What is the single most important item?
Injecting backend truth verbatim. The moment the model has to infer a fact your system already knows, you have introduced an avoidable failure point.
How do I handle a field the model is unsure about?
Keep it null and instruct the model to collect it. Ambiguity should resolve toward asking, not toward guessing and proceeding.
Should the checklist run automatically or manually?
Both. Use it as a manual review gate for new features and encode the testable items — re-ask rate, contradiction rate — into automated checks.
How does this differ from a regular QA checklist?
It targets the specific failure modes of multi-turn state: forgetting, re-asking, contradicting, and mis-resolving references. Generic QA rarely probes these.
What if my assistant has no persistent state at all?
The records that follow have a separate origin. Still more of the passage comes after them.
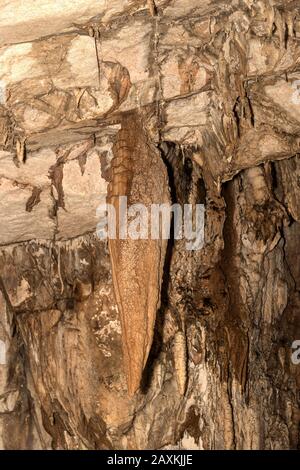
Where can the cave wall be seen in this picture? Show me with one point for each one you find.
(215, 84)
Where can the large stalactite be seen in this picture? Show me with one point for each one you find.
(193, 102)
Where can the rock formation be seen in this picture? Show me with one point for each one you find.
(206, 96)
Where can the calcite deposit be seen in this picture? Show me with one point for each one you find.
(215, 87)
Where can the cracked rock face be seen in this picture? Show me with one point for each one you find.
(215, 86)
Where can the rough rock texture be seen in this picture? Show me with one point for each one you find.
(216, 84)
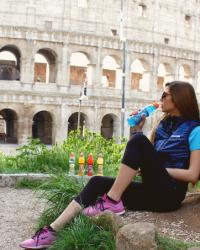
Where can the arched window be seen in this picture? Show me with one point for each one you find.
(164, 75)
(9, 63)
(73, 122)
(79, 68)
(110, 126)
(140, 75)
(42, 127)
(110, 72)
(45, 66)
(185, 73)
(8, 126)
(41, 69)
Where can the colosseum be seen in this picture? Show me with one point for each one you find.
(62, 63)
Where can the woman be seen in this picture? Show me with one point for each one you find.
(167, 164)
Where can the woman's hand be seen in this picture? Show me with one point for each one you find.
(138, 128)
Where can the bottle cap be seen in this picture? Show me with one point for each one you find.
(156, 105)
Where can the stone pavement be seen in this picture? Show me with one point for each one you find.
(19, 211)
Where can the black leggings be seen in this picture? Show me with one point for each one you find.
(157, 192)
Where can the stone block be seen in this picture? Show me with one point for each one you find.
(137, 236)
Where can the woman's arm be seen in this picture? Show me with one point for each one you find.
(188, 175)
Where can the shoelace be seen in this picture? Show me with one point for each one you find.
(99, 204)
(38, 233)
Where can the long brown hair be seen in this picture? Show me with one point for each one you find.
(184, 98)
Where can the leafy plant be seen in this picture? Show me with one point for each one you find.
(84, 234)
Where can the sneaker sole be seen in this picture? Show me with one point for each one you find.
(120, 213)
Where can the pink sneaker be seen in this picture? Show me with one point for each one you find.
(104, 204)
(43, 238)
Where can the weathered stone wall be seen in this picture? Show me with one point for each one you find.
(61, 28)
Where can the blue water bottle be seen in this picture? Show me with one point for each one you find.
(133, 120)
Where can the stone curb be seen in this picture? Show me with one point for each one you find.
(10, 180)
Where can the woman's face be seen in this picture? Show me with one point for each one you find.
(167, 104)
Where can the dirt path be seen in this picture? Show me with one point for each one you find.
(183, 224)
(19, 211)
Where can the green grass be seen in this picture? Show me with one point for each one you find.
(84, 234)
(31, 184)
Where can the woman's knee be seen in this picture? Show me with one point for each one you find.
(95, 180)
(137, 139)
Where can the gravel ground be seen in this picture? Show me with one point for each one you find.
(182, 224)
(19, 211)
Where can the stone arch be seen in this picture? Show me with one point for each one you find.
(8, 133)
(110, 71)
(110, 126)
(185, 73)
(10, 59)
(46, 70)
(42, 126)
(80, 68)
(73, 122)
(164, 75)
(140, 75)
(198, 82)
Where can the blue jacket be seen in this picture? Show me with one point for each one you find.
(171, 141)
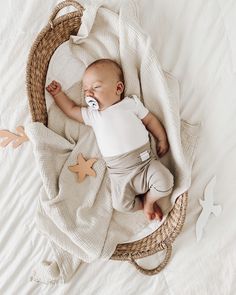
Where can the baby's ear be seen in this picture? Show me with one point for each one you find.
(119, 87)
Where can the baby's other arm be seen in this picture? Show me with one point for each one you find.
(153, 125)
(64, 102)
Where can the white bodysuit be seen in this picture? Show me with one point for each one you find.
(118, 128)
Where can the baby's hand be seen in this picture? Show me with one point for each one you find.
(54, 88)
(162, 147)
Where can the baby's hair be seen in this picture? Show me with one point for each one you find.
(107, 61)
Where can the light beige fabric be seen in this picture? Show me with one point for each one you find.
(135, 173)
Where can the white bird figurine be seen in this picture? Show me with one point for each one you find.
(208, 207)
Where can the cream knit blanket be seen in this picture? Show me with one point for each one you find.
(78, 218)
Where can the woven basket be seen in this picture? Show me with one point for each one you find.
(57, 31)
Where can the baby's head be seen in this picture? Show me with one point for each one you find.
(104, 81)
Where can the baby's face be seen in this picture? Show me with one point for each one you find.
(102, 83)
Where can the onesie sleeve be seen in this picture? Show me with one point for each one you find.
(87, 115)
(140, 110)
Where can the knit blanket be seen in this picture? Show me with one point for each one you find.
(77, 217)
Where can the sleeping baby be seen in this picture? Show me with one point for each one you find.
(121, 125)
Then most of this does not apply, and that is fine. The checklist scales with the amount of state a conversation must carry.
Key Takeaways
- Represent state as structured, named fields with explicit value spaces and explicit nulls.
- Inject state in a labeled block and have instructions reference fields by name.
- Update state from authoritative events before building the next prompt, and tolerate out-of-order input.
- Anchor negative constraints to state to prevent re-asking, re-suggesting, and contradiction.
- Validate with replay tests, long-conversation tests, and measured re-ask and contradiction rates.
- Apply checklist items in proportion to conversation length and the cost of errors.